Artemis Fowl is an incomprehensible spectacle that eventually starts to eat itself
Sent straight to streaming due to the pandemic, Disney’s family movie about a young criminal mastermind is a chaotic spectacle full of bedtime story waffle, writes critic Luke Buckmaster.
Artemis Fowl is, I assume, a brilliant 12-year-old criminal mastermind who is prodigiously diabolical and clever beyond his years: calm under fire, cunning as a fox. I say “I assume” because I didn’t get that from the bombastic family movie that bears his name, though apparently his wickedness is a big thing in the books.
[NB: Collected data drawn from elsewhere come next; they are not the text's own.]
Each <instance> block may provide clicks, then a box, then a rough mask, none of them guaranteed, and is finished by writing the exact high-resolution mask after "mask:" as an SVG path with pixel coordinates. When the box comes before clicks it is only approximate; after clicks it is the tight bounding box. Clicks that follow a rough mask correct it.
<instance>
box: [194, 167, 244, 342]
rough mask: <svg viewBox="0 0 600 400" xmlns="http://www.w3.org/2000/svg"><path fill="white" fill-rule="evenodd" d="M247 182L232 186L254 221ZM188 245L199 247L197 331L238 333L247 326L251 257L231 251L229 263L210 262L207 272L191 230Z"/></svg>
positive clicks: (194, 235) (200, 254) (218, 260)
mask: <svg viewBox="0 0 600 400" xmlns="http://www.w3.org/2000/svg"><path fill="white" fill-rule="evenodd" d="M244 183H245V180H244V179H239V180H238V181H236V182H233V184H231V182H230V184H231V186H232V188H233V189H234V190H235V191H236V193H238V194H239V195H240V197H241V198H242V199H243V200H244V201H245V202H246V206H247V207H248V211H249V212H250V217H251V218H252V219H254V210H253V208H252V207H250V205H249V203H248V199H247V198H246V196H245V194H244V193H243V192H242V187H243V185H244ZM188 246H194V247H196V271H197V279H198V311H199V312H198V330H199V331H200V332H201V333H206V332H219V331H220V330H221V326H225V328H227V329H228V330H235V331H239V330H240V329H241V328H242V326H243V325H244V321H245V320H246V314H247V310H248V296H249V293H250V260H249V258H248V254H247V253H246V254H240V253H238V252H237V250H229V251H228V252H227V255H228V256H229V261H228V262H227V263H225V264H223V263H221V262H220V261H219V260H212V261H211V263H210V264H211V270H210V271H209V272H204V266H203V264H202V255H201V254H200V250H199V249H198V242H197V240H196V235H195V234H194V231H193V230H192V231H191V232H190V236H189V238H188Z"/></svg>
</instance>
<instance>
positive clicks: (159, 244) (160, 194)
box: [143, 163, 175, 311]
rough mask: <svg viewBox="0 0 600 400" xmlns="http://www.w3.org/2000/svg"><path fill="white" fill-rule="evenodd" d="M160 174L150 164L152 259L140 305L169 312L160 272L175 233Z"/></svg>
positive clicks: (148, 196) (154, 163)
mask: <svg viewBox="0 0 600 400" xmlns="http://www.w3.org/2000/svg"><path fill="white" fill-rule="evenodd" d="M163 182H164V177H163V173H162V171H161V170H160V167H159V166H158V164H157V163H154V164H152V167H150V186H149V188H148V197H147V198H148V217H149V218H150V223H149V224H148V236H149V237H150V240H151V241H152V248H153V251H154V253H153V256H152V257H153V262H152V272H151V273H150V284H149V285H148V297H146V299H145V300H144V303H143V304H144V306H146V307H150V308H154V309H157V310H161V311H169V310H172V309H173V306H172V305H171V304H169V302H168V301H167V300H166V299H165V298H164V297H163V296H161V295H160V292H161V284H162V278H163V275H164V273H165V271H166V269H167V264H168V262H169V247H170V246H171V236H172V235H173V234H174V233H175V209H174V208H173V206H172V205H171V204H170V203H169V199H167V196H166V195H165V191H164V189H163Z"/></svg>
In Disney’s blockbuster-that-never-was (intended for cinemas but sent straight to streaming due to COVID-19) the titular pipsqueak comes across more like an extra from a Men in Black/Spy Kids crossover: under-age and over-dressed, usually with some plasticky prop to wield or hokey set to navigate.
Like everybody else involved in this US $125 million brouhaha—including and especially the director Kenneth Branagh—the protagonist seems to have no control over anything; the narrative runs through his fingers like sand. Eventually the whole damn movie begins to eat itself, when SFX carnage is unleashed in the form of a giant glob of CGI that slithers across the frame like a tapeworm. I won’t spoil the narrative justification for this enormous parasitic digi-splotch, suffice to say it involves the pausing of time, which is something performed semi-regularly in order to clean up evidence of a magical sister universe, lest the doorways between Our World and Their World open up etcetera etcetera.
Branagh begins outside a mansion next to a picturesque cliff face in Ireland, a media scrum gathered on the ground as the camera swirls from high above. Reporters go into a tizzy when the hairy ‘giant dwarf’ Mulch Diggums (Josh Gad) arrives, who is believed to be an accomplice of the notorious Artemis Fowl. He is taken in for police questioning, and, rather than authorities initiating old-fashioned interrogation techniques—like whacking his noggin with a phone book—they instead allow this big lug to babble bedtime story waffle about a place “where magic and wonder still exists.”
This place of purported mystery and wonder spits out some curious creations, including fairies clothed head to toe in thick, gluggy, gaudy green. Commander Root is head of security for the fairy people and is played by Judi Dench, announcing her arrival by bellowing out “top o’ the morning!” Oh, I get it: she’s supposed to be Irish. The Dame finds herself kitted up in another memeable WTF outfit so soon after appearing as Old Deuteronomy in Cats, the leader of the Jellicle tribe who looks like a relative of the Lion from The Wizard of Oz.
Moving on: Fowl’s dad, Artemis Fowl Sr (Colin Farrell) announces to this offspring that he is buggering off somewhere, phrasing his departure a little more elegantly—with words such as “may the road rise up to meet you” (the film is full of dialogue like that). Pappa Fowl soon finds himself in a spot of bother, however, taken prisoner by a baddie who sneers at him from underneath a cloak: their face ensconced in darkness under a hoodie, speaking into what looks like a kind of extraterrestrial holographic smartphone emanating more gaudy green colour. For reasons that elude (maybe all that green?) I pictured Kermit the Frog there, impersonating Senator Palpatine, on a smoko break during the latest Muppets production. What can I say—the mind wanders.
Things pick up a little when Fowl captures a fairy (Lara McDonnell) and Branagh’s roving cameras venture deep below the ground into the magical Haven City. This place is introduced in a sweeping establishing shot unveiled in the Dori way, intended to evoke repeated internal exclamations of “oh look, shiny!” In this busy location one can see where the money went, with a great many fluro gadgets and heavily wardrobed, CGI-caked characters in front of screensaver-like backgrounds whizzing with activity. The introduction to this world feels more like ticking boxes (shiny thing one, two, three) than imaginative world building. Fill the frame, make some colour and noise, bish bash bosh.
The higgledy-piggledy narrative structure at least finds a bit of energy in the film’s second half. Every once in a while Branagh (who recently helmed Murder on the Orient Express and 2015’s Cinderalla) will return to Artemis—in his black tie dinner suit—or to his father—tied up and being lectured at by the mysterious hooded Kermit—or to Mulch Diggum, who is sort-of narrating the story—or to characters in a base camp-like place in Haven City, yelping about how their latest “time freeze” is about to collapse.
They might as well be speaking about the film itself. Artemis Fowl often seems on the edge of folding in on itself; one SFX splotch away from candy-coloured self-immolation. Other times it just feels flat. And at all times the movie feels outdated: like a hokey old school Disney adventure shot on a soundstage, with no rhyme or reason or raison ‘d’etre other than the provision of unadventurous hooey. The sort of movie broadly intended for everybody and particularly appealing to nobody. It seems unlikely the titular character, despite his apparent precociousness and great intellect, will be getting the band back together for a sequel any time soon.